On Sun, Nov 20, 2011 at 11:15 PM, Simon Glass sjg@chromium.org wrote:
Hi Mike,
On Sun, Nov 20, 2011 at 1:23 PM, Mike Frysinger vapier@gentoo.org wrote:
On Thursday 03 November 2011 03:28:29 Andy Fleming wrote:
you don't need those semicolons. also, this is not as good as it should be: if you're running 10 jobs in parallel, you fork 10, and then you wait for all of them to finish before forking another set of 10.
what you could do is something like: JOB_IDX=0 JOB_IDX_FIRST=0 BUILD_NBUILDS=1
... foreach target ... ; do build_target & pids[$(( JOB_IDX++ ))]=$! if [ $(( JOB_IDX - JOB_IDX_FIRST )) -ge ${BUILD_NBUILDS} ] ; then wait ${pids[$(( JOB_IDX_FIRST++ ))]} fi done wait
this isn't perfect as it assumes the first job launched will always finish first, but it's a lot closer than the current code.
Since all the jobs are launched at the same time this is not really a valid assumption is it? IMO on this point it's good enough as it is for now...
Mike's idea led me to a slightly crazier one that (I think) works. Basically, I have each build_targets invocation create a file named LOG/build_N when it is done, where N is the value of TOTAL_CNT when it is invoked. Then I keep track of the oldest uncompleted build #. When we hit our build limit, the script scans for LOG/build_N, for N from oldest to TOTAL_CNT, and updates the count of outstanding builds, as appropriate (and moves the index of the oldest). If the scanning completes without freeing up room for another build, it waits for a second, and then re-scans.

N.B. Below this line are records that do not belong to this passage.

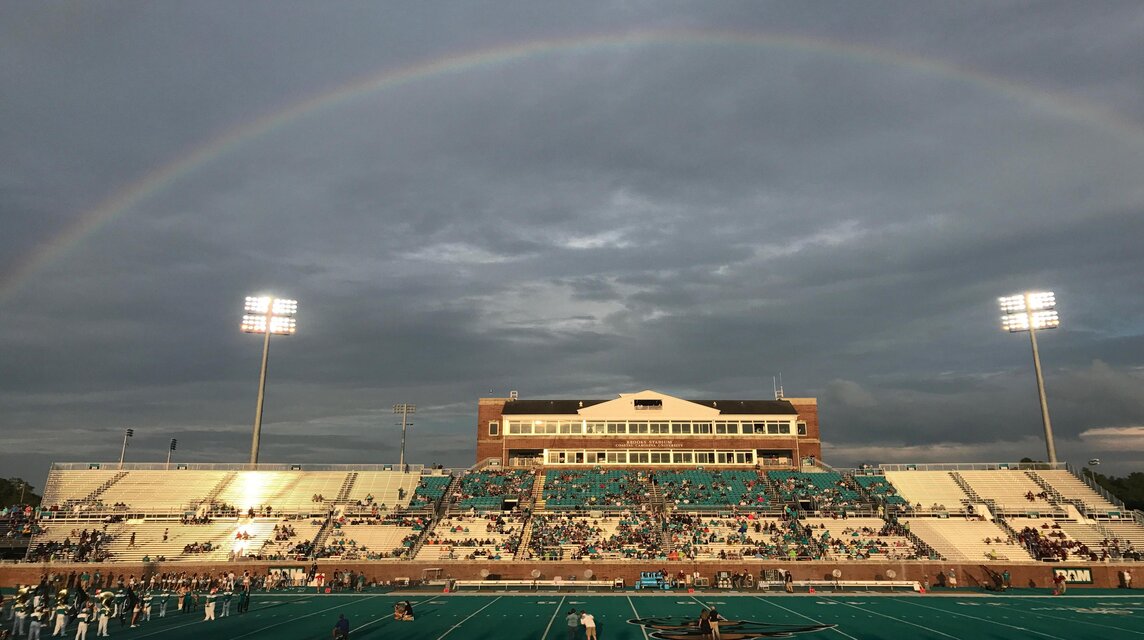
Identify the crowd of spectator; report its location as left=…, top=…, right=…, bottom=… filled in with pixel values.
left=27, top=529, right=111, bottom=562
left=529, top=511, right=666, bottom=560
left=545, top=467, right=650, bottom=508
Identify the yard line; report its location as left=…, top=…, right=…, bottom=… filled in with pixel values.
left=628, top=595, right=649, bottom=640
left=983, top=605, right=1144, bottom=635
left=230, top=595, right=381, bottom=640
left=890, top=598, right=1065, bottom=640
left=752, top=595, right=858, bottom=640
left=353, top=595, right=440, bottom=633
left=437, top=595, right=505, bottom=640
left=540, top=595, right=564, bottom=640
left=823, top=598, right=960, bottom=640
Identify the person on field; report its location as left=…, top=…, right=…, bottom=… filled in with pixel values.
left=564, top=609, right=580, bottom=640
left=580, top=609, right=596, bottom=640
left=332, top=614, right=350, bottom=640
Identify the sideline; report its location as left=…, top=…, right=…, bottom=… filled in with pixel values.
left=628, top=595, right=651, bottom=640
left=540, top=595, right=564, bottom=640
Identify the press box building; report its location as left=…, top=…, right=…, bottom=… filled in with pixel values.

I tried this on my 24-core system with BUILD_NBUILDS set to 8 and BUILD_NCPUS set to 4, and pegged the system at ~24-30 the whole time.

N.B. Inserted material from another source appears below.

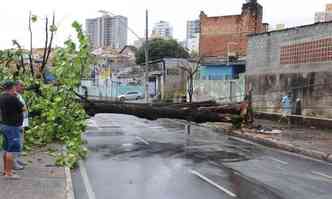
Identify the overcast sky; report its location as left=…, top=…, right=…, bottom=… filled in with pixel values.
left=0, top=0, right=332, bottom=49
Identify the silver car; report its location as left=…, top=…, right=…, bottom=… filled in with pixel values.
left=118, top=91, right=144, bottom=102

I will note that it only shaved about a minute off the 15 minutes it took to build all 85xx. I'm still debugging a bit (I want to try 16 builds/2 cores, and clean up a bit), but I figured I'd ask what people thought of this approach.
My next patch will also address Mike's comments. If I'm feeling inspired, I might address some of your suggestions (I think I can use the build-completion files to coalesce some of the debug output).